Éste explicó tímidamente que hablaba del diablo.
—¡Ah! —dijo el aya—. No se necesita intérprete para saber lo que significan esos monstruos colorados, porque no tienen más que un sentido, asesinato y desgracia.
—¡Chist, Pross! —dijo Lucie.
—Sí, sí, no temáis, señorita —respondió la señorita Pross—; seré prudente, pero aquí, entre nosotros, bien puedo decir que me causan horror esas bocas que huelen a cebolla y a tabaco, y espero no encontrarlas en mi camino. Vos, hija mía, no salgáis de vuestro cuarto, cuidad de vuestro marido y no os expongáis al aire libre como hacéis ahora. Doctor, ¿puedo haceros una pregunta?
—Podéis tomaros esa libertad —contestó el doctor Manette sonriendo.
—No habléis por Dios de libertad, que de sobra tenemos con la que hay en Francia —dijo el aya.
—¡Chist! —repitió Lucie—. ¿Serás incorregible?
—Hija mía —dijo la anciana moviendo la cabeza—, soy súbdita de su majestad el rey de Inglaterra Jorge III —la señorita Pross hizo un saludo al nombrar a su soberano—, y como tal pido al Señor que confunda su política infernal y frustre sus proyectos satánicos. Confío en el poderoso monarca que nos protege y ¡Dios salve al rey!
Jerry Cruncher repitió con su voz ronca en un arranque de fidelidad monárquica las últimas palabras de la señorita Pross, como si hubiera respondido en la iglesia.
—Me alegro de que seáis un buen inglés —dijo la anciana, satisfecha—, y lo único que lamento es que los constipados os hayan quitado la voz. Pero vuelvo a mi pregunta.
La excelente aya tenía costumbre de afectar una gran indiferencia a todo lo que le interesaba vivamente, y de aventurar el objeto de sus inquietudes como por casualidad y en medio de una multitud de digresiones que demostraban que lo que tenía que decir era de escasa importancia.
—Quisiera saber, doctor, si saldremos pronto de esta maldita ciudad.
—Temo que no, señorita Pross, porque marcharnos precipitadamente podría ser peligroso para Charles.

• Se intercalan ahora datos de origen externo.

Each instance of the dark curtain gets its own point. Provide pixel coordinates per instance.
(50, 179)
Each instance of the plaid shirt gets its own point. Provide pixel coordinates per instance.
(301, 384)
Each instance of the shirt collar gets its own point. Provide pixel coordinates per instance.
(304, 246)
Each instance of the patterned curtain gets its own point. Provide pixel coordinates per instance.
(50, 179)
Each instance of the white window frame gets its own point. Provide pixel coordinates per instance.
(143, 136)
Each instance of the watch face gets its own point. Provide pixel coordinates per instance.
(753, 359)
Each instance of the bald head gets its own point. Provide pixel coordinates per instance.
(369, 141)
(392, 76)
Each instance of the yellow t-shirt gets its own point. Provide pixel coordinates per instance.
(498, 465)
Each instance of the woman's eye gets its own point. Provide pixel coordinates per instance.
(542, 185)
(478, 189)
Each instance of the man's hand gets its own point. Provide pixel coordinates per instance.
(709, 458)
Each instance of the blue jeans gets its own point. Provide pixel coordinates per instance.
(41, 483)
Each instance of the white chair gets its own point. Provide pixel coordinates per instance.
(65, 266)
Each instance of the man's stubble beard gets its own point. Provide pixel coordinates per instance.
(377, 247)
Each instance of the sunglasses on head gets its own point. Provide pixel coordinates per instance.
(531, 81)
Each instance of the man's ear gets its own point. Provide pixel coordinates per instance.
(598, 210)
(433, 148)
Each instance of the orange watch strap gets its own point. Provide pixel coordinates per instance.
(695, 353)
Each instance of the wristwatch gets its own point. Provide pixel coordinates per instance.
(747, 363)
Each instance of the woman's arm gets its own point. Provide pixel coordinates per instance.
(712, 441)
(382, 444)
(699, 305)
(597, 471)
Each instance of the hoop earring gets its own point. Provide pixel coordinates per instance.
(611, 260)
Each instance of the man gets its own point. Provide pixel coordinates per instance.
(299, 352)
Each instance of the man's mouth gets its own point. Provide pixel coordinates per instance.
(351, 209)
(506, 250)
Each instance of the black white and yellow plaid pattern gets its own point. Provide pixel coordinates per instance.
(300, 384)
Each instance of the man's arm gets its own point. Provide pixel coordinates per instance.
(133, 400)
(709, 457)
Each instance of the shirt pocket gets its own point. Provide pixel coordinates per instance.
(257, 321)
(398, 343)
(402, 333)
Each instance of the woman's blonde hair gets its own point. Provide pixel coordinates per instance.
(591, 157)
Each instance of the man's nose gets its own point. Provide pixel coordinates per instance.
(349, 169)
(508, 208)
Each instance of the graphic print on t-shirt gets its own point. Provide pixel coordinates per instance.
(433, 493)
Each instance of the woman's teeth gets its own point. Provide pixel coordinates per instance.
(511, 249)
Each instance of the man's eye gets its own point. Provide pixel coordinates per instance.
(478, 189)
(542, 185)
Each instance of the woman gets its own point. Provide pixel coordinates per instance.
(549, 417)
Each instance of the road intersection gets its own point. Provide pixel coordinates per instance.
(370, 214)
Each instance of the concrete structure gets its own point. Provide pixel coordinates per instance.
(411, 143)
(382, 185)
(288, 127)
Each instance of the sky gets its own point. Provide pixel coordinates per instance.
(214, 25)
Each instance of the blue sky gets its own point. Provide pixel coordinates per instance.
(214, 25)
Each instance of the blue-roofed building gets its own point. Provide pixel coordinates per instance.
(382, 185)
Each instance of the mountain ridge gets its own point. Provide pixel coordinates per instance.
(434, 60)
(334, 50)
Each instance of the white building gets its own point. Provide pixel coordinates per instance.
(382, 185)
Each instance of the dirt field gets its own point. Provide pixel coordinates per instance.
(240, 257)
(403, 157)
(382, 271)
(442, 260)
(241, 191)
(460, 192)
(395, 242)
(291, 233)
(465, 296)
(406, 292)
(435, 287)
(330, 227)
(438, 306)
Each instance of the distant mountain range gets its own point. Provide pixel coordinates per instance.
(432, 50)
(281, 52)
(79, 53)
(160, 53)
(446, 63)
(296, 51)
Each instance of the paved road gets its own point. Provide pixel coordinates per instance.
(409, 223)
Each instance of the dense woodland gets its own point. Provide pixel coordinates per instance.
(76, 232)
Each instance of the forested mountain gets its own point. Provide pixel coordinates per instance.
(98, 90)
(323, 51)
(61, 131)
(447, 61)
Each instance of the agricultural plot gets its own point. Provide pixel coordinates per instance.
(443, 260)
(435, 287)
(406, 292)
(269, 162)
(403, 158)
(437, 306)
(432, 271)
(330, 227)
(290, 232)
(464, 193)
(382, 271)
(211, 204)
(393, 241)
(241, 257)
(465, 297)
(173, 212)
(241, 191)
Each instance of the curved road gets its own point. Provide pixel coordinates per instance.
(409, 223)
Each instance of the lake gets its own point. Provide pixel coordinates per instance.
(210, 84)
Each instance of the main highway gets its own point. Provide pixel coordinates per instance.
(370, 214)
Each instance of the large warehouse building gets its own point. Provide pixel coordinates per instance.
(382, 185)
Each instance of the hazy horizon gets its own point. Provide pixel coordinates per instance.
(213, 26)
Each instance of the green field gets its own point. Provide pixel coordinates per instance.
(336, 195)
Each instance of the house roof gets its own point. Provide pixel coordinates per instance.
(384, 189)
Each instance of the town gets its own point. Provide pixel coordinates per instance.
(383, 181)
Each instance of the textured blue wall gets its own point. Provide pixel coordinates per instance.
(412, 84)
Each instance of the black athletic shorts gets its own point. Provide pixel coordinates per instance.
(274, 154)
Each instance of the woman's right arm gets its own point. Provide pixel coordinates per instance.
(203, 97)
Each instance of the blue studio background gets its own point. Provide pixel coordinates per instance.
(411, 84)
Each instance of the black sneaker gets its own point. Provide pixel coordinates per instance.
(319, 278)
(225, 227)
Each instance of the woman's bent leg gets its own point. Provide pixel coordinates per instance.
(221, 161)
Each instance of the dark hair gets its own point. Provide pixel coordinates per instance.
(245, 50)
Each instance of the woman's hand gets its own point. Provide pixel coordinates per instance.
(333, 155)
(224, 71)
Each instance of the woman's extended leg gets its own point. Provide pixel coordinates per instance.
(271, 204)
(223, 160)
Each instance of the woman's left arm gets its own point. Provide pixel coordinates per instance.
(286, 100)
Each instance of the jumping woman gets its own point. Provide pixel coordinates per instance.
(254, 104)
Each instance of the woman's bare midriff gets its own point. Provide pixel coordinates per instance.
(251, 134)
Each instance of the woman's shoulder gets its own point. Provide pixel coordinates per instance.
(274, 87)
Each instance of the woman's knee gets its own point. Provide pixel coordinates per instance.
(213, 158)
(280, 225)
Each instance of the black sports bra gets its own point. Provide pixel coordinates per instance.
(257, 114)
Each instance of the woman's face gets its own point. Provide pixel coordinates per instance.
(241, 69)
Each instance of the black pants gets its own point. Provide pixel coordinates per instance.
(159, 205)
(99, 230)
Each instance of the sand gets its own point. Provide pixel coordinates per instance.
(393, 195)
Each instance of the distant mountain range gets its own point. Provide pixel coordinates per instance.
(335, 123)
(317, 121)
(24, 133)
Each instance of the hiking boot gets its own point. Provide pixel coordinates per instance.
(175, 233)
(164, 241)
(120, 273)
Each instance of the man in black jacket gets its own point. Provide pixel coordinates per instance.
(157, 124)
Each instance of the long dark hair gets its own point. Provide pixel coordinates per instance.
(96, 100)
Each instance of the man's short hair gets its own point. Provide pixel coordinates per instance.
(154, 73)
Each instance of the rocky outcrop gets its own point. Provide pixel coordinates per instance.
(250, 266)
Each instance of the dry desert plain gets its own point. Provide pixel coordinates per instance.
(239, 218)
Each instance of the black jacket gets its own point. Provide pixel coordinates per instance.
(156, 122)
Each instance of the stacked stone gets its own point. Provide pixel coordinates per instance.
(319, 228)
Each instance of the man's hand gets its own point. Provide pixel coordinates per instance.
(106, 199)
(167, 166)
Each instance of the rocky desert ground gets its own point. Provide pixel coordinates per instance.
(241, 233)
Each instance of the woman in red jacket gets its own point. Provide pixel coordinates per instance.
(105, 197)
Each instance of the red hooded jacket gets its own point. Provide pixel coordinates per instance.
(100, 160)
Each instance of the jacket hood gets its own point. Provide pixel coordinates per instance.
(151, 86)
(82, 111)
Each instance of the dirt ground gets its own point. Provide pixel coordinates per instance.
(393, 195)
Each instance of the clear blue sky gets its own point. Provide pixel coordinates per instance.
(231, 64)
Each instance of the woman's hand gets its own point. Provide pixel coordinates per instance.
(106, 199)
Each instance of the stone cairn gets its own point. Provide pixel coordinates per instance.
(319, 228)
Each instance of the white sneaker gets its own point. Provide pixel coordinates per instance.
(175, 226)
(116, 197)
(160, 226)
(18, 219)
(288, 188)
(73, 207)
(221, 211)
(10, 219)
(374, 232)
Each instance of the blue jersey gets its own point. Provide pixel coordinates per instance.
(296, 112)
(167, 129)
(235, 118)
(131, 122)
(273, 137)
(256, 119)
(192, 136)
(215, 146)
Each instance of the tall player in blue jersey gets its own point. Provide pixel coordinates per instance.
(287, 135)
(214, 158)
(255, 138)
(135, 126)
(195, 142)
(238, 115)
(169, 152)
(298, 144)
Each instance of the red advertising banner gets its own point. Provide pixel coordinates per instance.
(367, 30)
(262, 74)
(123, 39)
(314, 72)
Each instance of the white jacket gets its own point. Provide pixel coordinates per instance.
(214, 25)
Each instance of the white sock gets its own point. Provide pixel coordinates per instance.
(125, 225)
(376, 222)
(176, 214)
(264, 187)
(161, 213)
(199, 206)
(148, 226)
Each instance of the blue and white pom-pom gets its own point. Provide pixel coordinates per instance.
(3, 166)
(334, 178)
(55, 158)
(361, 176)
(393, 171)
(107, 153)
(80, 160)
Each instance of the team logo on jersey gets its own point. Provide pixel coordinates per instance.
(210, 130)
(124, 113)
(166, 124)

—Bien, bien —dijo con rostro risueño la anciana, y reprimiendo un suspiro al mirar los cabellos dorados de Lucie—. ¡Adelante! Tendremos paciencia; llevaremos la cabeza levantada y derrocaremos al enemigo, como decía mi hermano Salomon. No os mováis, niña, no os mováis.
Y salieron dejando a Lucie, a Charles, al doctor y a la niña cerca de la chimenea, esperando de un momento a otro al señor Lorry.
La señorita Pross había encendido una luz antes de salir, pero la había colocado en un rincón para que la familia pudiera disfrutar de la claridad de la llama de la chimenea. La pequeña Lucie estaba al lado de su abuelo, cuyo brazo tenía entre los suyos, y el doctor, hablando en voz baja, empezó a contarle la historia de un hada poderosa que había derribado las paredes de una cárcel para liberar a un cautivo que en otro tiempo le había prestado un servicio.
La calma reinaba, no solo en la habitación del doctor, sino también en toda la vecindad, y Lucie empezaba a tranquilizarse.
—¿Qué es eso? —preguntó de pronto.
—Hija mía —dijo el doctor, interrumpiendo su historia y cogiéndole la mano—. No te dejes dominar así por tus impresiones. Nunca te he visto tan nerviosa; el ruido más insignificante te hace estremecer. ¿Qué se ha hecho del valor que tenías en otro tiempo?
—He creído oír pasos en la escalera —dijo, excusándose con voz trémula.
—No, hija mía; nunca ha estado la casa tan quieta.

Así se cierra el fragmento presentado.